— Мне-то все понятно… — растерянно пробормотал начальник полиции, и ему стало совершенно ясно: причину надо искать внутри и только внутри этой семейки. Пусть его об этом и не просят. — Когда вам вернуть эти письма?
— Сегодня же.
— Хорошо, — согласился Мигель и решил, что когда-нибудь — раньше или позже, но он эту семейку на чистую воду выведет.
Следующее утро было первым, когда Себастьян проспал рассвет. Он открыл глаза, сладко потянулся, медленно встал с отцовского матраса и вышел из домика.
Вокруг шелестела обильная летняя листва, с тяжелым гулом летали полные нектара пчелы, и стояла такая красота, что не хотелось даже двигаться.
Он прошел к господскому дому, но красной машины гостя не обнаружил. Более того, все в доме шло так, словно минувшей ночью ровным счетом ничего не произошло, словно и не было никакого эдемского гостя!
Нет, к завтраку на террасу вышла вся семья, но ни один человек, а сидящий в кустах Себастьян слушал очень внимательно, ни один человек даже словом не упомянул ни о сеньоре Ансельмо, ни о вчерашней вечеринке, ни об Эдеме.

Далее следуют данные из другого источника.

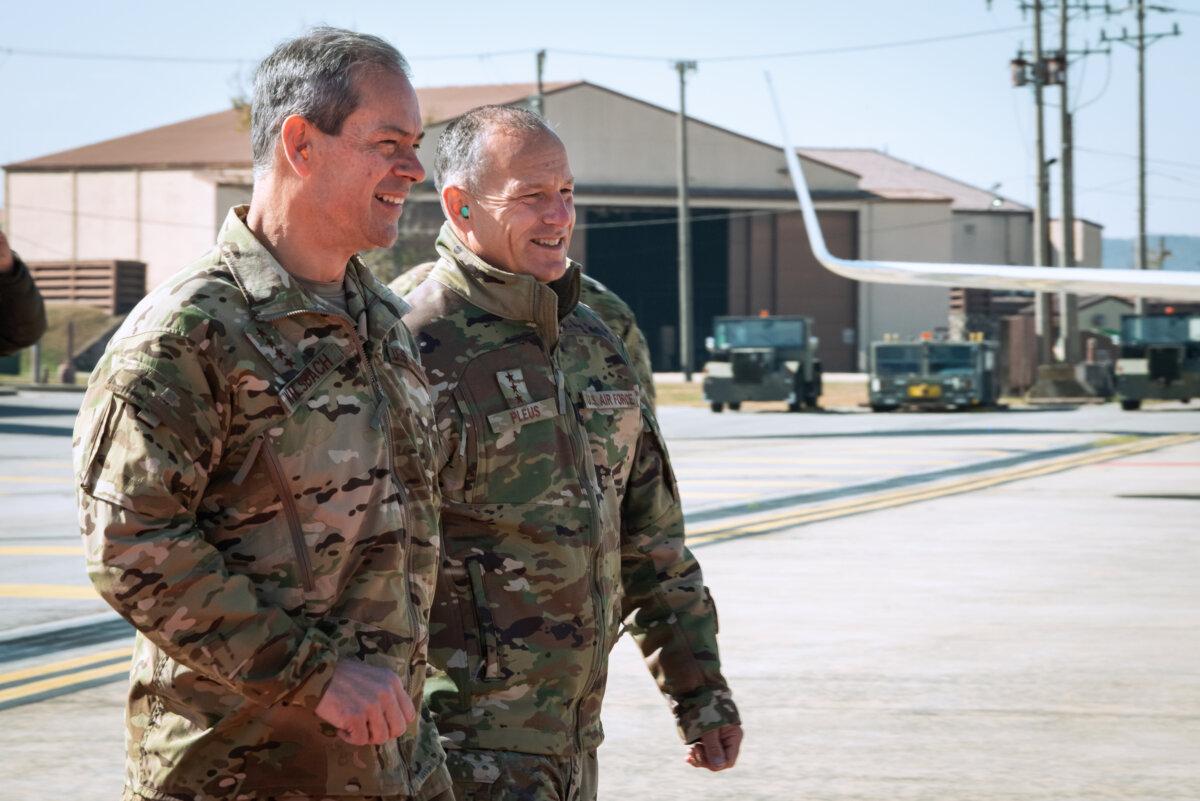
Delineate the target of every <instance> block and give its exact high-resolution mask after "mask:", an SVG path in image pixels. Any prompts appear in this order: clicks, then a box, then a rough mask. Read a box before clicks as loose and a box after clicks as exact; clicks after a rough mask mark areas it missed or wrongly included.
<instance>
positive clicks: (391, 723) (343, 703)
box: [316, 660, 416, 746]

Себастьян тихо, счастливо засмеялся и побрел поливать цветы. Он понятия не имел, как это сделал бог, — может быть, забрал гостя, как Христа, сразу в Эдем, но главное, что знал Себастьян: он поступил в точности так, как посоветовала ему Библия, и господь оценил это и снова оказался на его стороне.
28 июня 1931 года наконец-то состоялись выборы в кортесы, но главное, епископат выделил деньги на восстановление храма, и в городе мгновенно началось грандиозное строительство. И это означало, что наименее состоятельная, а значит, наиболее взрывоопасная часть населения от рассвета до заката будет этим летом при деле.
Но отдыхать верхушке города не приходилось. Старый полковник добился-таки проведения широкомасштабной полицейской операции, и Мигелю при поддержке роты жандармов из Сарагосы удалось выловить в горах четырнадцать совсем обедневших, а потому и захвативших земли семьи Эсперанса арендаторов.
Конечно же, все они предстали перед судом, и, хотя полковник Эсперанса настаивал на жесточайших мерах, многоопытный судья поступил мудрее и настоял на перезаключении контракта об аренде лишь с небольшой штрафной долей в пользу семьи крупнейшего землевладельца города.
Полковник начал жаловаться, но ни алькальд, ни прокурор его не поддержали — всем и без того хватало головной боли. Каждый божий день муниципалитет по нескольку часов занимался требованиями многочисленных, возникших как грибы после дождя профсоюзов, союзов арендаторов и политических партий. Коммунисты, троцкисты, анархисты… — их было столько, что алькальд уже раз сто перекрестился, благодаря господа за то, что Всевышний позволил ему избраться до того, как они вошли в силу.
Хватало работы и в полиции. Каждое утро Мигель просыпался и смотрел на заглядывающее в окно солнце с содроганием, потому что знал: через час он придет на службу, а через два снова окажется засыпанным десятками жалоб горожан друг на друга.
Революция подняла со дна столетиями накопившееся дерьмо, и теперь вся эта муть плавала над городом, отравляя атмосферу взаимной подозрительностью, обидами и старыми счетами.